Former Illinois Gaming Board chairman Aaron Jaffe pictured in June 2011.
Former Illinois Gaming Board chairman Aaron Jaffe pictured in June 2011.
Sun-Times file photo

And just a $300 per diem at that.

The board is scheduled to meet next Thursday for the first time since Pritzker signed the huge expansion into law June 28 — and for the first time since former board chairman Don Tracy’s term expired July 1.

A Pritzker spokesperson noted the governor doesn’t have a deadline to make the appointments.

And the board still has a quorum to take vote action with three members in place, including Northbrook accountant Steve Dolins, who was appointed by former Gov.
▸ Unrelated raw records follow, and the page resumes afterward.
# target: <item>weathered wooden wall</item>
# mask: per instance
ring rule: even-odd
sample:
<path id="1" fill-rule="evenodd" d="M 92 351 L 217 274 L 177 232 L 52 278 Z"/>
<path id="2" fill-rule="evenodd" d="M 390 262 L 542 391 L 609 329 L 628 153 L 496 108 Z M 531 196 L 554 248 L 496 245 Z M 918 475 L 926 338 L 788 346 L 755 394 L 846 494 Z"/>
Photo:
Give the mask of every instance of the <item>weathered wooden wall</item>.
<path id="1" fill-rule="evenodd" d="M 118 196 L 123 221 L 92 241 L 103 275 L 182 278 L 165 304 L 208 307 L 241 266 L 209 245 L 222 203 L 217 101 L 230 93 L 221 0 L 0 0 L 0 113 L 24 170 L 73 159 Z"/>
Bruce Rauner. Pritzker has appointed the other two members since March: Chicago Police Sgt. Ruben Ramirez Jr., a supervisor in the city’s Organized Crime Bureau; and CNA Insurance corporate attorney Dionne Hayden.

From left: Gaming board members Steven Dolins, Don Tracy, Ruben Ramirez and Dionne Hayden at a June 2019 board meeting.
From left: Gaming board members Steven Dolins, Don Tracy, Ruben Ramirez and Dionne Hayden at a June 2019 board meeting.
Mitchell Armentrout/Sun-Times

Tracy, a Rauner appointee, says he’s surprised his board slot still hasn’t been filled even though he offered his resignation shortly after Pritzker was elected last November.

“These are not the easiest spots to fill,” the Springfield attorney says. “I found it very challenging, particularly for someone with a full-time job.”

Tracy estimates he spent up to 400 hours per year on gaming board business on top of his private practice, making several trips a month from the state capital to Chicago for regular meetings with staff.

Jaffe, who was retired along with most of his cohorts, says he spent the bulk of the work week at the gaming board’s Loop headquarters.

The board had about 200 workers back then, according to Jaffe. That was up to 235 by the end of last year, including 78 Illinois State Police troopers, seven technology department workers and 150 directly employed by the gaming board.

“I always said we needed to double our staff. We never got it. And that was before video gaming took off,” Jaffe says, referring to the roughly 7,000 video gaming establishments that are nearly equivalent to six casinos.

“Never, ever has the gaming board had adequate staffing,” Jaffe says. “We are talking about extensive investigations. There’s always opportunity for the criminal element to creep in someplace.”

Tracy says despite being “severely understaffed” in the board’s legal department midway through his tenure, they had enough manpower for investigations and background checks.

“But proactive raids, random spot checks — that’s where we were probably understaffed,” Tracy says.

Pritzker’s state budget does set aside new money for the gaming board, with 35 new employees and an $8 million funding increase to about $162 million.

The three current board members meet state law requirements that the board include a lawyer, accountant and someone with law enforcement background.

The only other requirements for potential members are “a reasonable knowledge of the practice, procedure and principles of gambling operations,” no criminal record and no financial interest in any gambling operations.

Tracy noted Pritzker is responsible for making appointments to nearly 300 state boards and commissions.

Asked about his gaming board search several times since the bill signing, Pritzker said during an appearance last week “that’s all happening right now.

“We’ll be making announcements about the members and the chair of the gaming board as soon as we can.”